У маей пакойной бабки есть сестра, тётя Катя. Тётя Катя – эт ваще песдец какая тётя. Начнем с таво, што ф сваи семьдисит восимь лет ана ищо цэлка. И па ходу шансоф исправить ситуацыю ужэ нихуя нету, ано и панятно. Но при фсем при том тётя Катя нихуя не такая, как фсе старые девы – крикливые, злые и тупарылыйе. Нет, ана тихая и спакойная, но спакойствие это дастаточно страшново свойства. Ужэ лет в семьдисят у нейо паехал чердак и ана стала инагда тихонька так хихикать. Смотрит на тибя и хихикает, а што у нейо там за праэкт в галаве – хуй прассыш.
Главный песдец заключался ф том што ана баялась фашыстоф. Эти фашысты, па ейо словам, делали дахуя фсяких пакастей: ани срали и ссали в её унитас и не смывали за сабой, ани светили солнцем в акно, перекладывали фсякие вещи в её доме и ваще сцуки глумились над бедной старушкой.

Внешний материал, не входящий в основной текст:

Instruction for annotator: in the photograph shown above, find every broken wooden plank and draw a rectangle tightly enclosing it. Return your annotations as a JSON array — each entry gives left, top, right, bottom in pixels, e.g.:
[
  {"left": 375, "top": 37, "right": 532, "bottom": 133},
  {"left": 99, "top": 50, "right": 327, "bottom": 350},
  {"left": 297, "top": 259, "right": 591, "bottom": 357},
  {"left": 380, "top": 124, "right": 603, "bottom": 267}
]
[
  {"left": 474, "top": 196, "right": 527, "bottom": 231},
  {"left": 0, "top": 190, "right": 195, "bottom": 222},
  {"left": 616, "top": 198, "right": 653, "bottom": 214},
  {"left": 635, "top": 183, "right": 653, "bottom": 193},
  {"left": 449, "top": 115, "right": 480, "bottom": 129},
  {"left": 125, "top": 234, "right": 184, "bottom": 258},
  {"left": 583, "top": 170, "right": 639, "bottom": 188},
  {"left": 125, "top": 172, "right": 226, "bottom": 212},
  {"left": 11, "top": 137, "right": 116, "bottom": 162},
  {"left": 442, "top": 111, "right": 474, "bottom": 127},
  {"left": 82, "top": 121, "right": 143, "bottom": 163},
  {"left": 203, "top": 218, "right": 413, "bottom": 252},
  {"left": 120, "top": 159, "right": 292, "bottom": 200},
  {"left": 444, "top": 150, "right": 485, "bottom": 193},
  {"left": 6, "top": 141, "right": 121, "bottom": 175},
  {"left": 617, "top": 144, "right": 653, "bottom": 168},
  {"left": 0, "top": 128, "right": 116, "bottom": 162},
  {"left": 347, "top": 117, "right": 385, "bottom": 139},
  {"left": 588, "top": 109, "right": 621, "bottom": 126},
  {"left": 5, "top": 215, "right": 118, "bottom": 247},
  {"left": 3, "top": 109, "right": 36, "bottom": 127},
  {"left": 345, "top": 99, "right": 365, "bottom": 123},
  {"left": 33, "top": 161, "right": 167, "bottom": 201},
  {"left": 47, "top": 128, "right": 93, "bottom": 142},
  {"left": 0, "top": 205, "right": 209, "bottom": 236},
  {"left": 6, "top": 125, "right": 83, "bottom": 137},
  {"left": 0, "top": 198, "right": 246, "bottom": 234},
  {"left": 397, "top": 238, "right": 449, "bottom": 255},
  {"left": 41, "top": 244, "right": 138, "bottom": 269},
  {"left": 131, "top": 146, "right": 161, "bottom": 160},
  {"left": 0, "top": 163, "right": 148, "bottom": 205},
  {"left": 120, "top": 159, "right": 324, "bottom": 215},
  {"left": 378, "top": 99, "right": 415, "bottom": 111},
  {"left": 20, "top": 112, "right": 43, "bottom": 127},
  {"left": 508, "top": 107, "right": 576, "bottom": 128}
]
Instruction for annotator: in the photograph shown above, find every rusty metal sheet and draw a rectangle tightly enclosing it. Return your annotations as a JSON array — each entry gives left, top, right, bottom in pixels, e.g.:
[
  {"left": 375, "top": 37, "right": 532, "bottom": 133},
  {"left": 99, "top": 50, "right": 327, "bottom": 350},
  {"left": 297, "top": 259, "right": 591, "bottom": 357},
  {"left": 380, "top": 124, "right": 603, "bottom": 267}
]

Паначалу мы павелись на ейо страхи и прям-таки мичтали паймать хоть аднаво фашыста и переламить ему хребет. Но патом атец заибался выслушывать, как фашысты черес скважыну вдувают ей пыль ф квартиру и атравляйут воду ф кранах и забил на эти невинные фантазии.
А с атравлениями ваще йобнуцца можно: тётя Катя умывалась часами. Приедеш к ней прадуктаф там фсяких паткинуть, хуё-моё, а ана в ванной моецца. Выходит к тебе: а у нейо ебач весь аж бардовый, бля, - вот как ана мылилась скурпулезно (а можэт дажэ мачалкой еблище дрылила, с нейо станецца). Личные вещи каждую атдельно заварачивала ф кулёк, кульки патом сабирала и заварачивала это в адин бальшой кулёк. Бальшой кулёк ставила ф гардероб на полку, где в ряд стояли такие жэ бальшие кульки. Нетрудна претставить, чево ей стоило сабраться схадить в магазин. Адин рас мы с атцом взяли ейо на клатбище к пакойной маей бабке, так тётя Катя сабиралась пять часофф, а хуле вы хатели: кулёчки-то фсе адинаковые, пастаянна путаешь где какая хуйня лежыт.
Пастепенна тема фашызма в тетикатиной хитрой галаве стала преабретать сацыальна апасный аттенок. Придеш, бывало, к ней, а там дверь изнутри квартиры креслом падперта или столом абеденным (как он ис кухни ф прихожую папал – он в дверь нихуя не пралазит!). Так вот аснавательна тётя Катя запиралась ат фашыстоф. Но при фсей серьозности фашызмофобии в ней напрочь атсутствует агрессия к фашыстам, ходит себе и улыбаецца молча, изредка усмехаясь, – этакая старушка сибе на уме.
Аднажды ремантировали ей квартиру (после фашыстской диверсии, бугэгэгэ), и она жыла у нас. Бляха, мы там чуть, сцука, не удавились. Ванна занята часами, тарелку после себя моет трижды, пра кулёчки я ваще малчу… а адин рас заперлась изнутри на фсе замки так што снаружы хуй откроешь. Далбились-далбились, па телефону званили – а ей похуй! Причом слышно как с той стараны двери кто-то гонзает туда-сюда. Сасед рядом чо-то сверлил, давайте, гаварит, штоб дверь не ламать, я вам замки высверлю нахуй. И высверлил. Вламываемся в квартиру, а тётя Катя там чай пьет и хихикает: «Что, вы ужэ вернулись? Так быстро?» Да уш, мы такие, блять, быстрые!
Маразм тёти Кати за паследние годы окреп аканчательна. Ана переселилась к сваей ещо адной сестре тете Шуре и тотчас смекнула, что у тети Шуры фашысты ужэ давно пабывали, ушлые сцуки. Каждае утро гавкают сабачьими галасами пад окнами – специально людей будят. Комароф и мух жырных запускают сотнями ф фортачку па ночам. А ищо па начам фашысты перекладывают вещи ф кульках, да так, што тётя Катя найти нихуя не можэт. Свинство, блять.
Я чо зарядил эту тему-то: севодня моя, тэк скэзэть, дваюрадная бабка – тётя Катя - умерла. И при фсех зайобах ана фсе-таки была добрым чилавеком, паэтаму ана не асудит миня за фсю эту хуйню. Пусть зимля ей будит пухам. Хули, фсе там будим.